Essential food items are fast disappearing from retail shelves, as well as e-commerce platforms with supplies getting disrupted in some parts of the country due to the recent Covid-induced restrictions. Night curfews and a weekend lockdown implemented in many cities, including Mumbai, over the past few days and the partial lockdown in Maharashtra has impacted deliveries. Orders are being delivered with a lag of three to four days.
Earlier, deliveries happened on the same day or the following day across e-commerce platforms. Deliveries of essentials by online retail platforms like Bigbasket, Amazon and Flipkart are being delayed across cities including Mumbai. And deliveries of non-essentials are being suspended in Maharashtra with new curbs coming into effect from April 14 night.
While e-commerce platforms have struck out places like Mumbai from their non-essential delivery list, those of essentials could be getting impacted due to what appears to be a shortage of manpower and curbs on mobility. Though deliveries of essentials by e-commerce sites are not banned in Maharashtra, the confusion at the ground level sometimes adds to the problem.
Orders for clothes, electronics and even food items booked on e-commerce retail sites are not going through. For instance, while in Maharashtra the government has included e-commerce in the essential services category, these companies would be allowed to deliver “only essential goods and services”.
Larger packs of biscuits, chocolates and other packaged food are more in demand, and hence many of these items are not available on e-commerce retail sites. The bottlenecks at this point do not seem to be due to supply disruption by the fast-moving consumer goods (FMCG) industry. On its part, the industry seems to be better prepared this year. Fearing restrictions with the surge in Covid infections nationwide since March, companies including Dabur have stocked up on key raw materials. Last year, manufacturing and industrials came to a standstill within hours due to the nationwide lockdown, with companies facing disruption in the supply chain when factories resumed.
Mohit Malhotra, CEO of Dabur with its flagship immunity booster Chyawanprash, said, “Anticipating a fresh lockdown in view of the rising number of Covid cases with the fresh wave, we had started working towards building our inventory, both of finished goods as well as raw and packing material in March itself. We are also applying learnings from last year on streamlining the supply chain to ensure minimal disruption. We have also brought forward supplies to retail outlets and stockists to ensure that consumers do not face any shortage in the market.”

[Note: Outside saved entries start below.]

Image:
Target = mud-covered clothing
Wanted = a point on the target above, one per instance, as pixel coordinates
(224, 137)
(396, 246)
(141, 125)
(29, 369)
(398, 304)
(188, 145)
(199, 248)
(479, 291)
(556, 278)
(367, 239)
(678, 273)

Mondelez India, with brands including Cadbury, Oreo and Bournvita, “has taken proactive steps based on our learning from last year” to ensure uninterrupted supply of products according to Mondelez India Senior Director (sales) Praveen Dalal. He added, “We have seen trade start to stock up in states where restrictions are stricter. We continue to see a strong momentum on e-commerce across categories, as consumers prefer the safety and convenience of shopping from homes. Specifically, in traditional trade, we are seeing a strong uptick in biscuits.”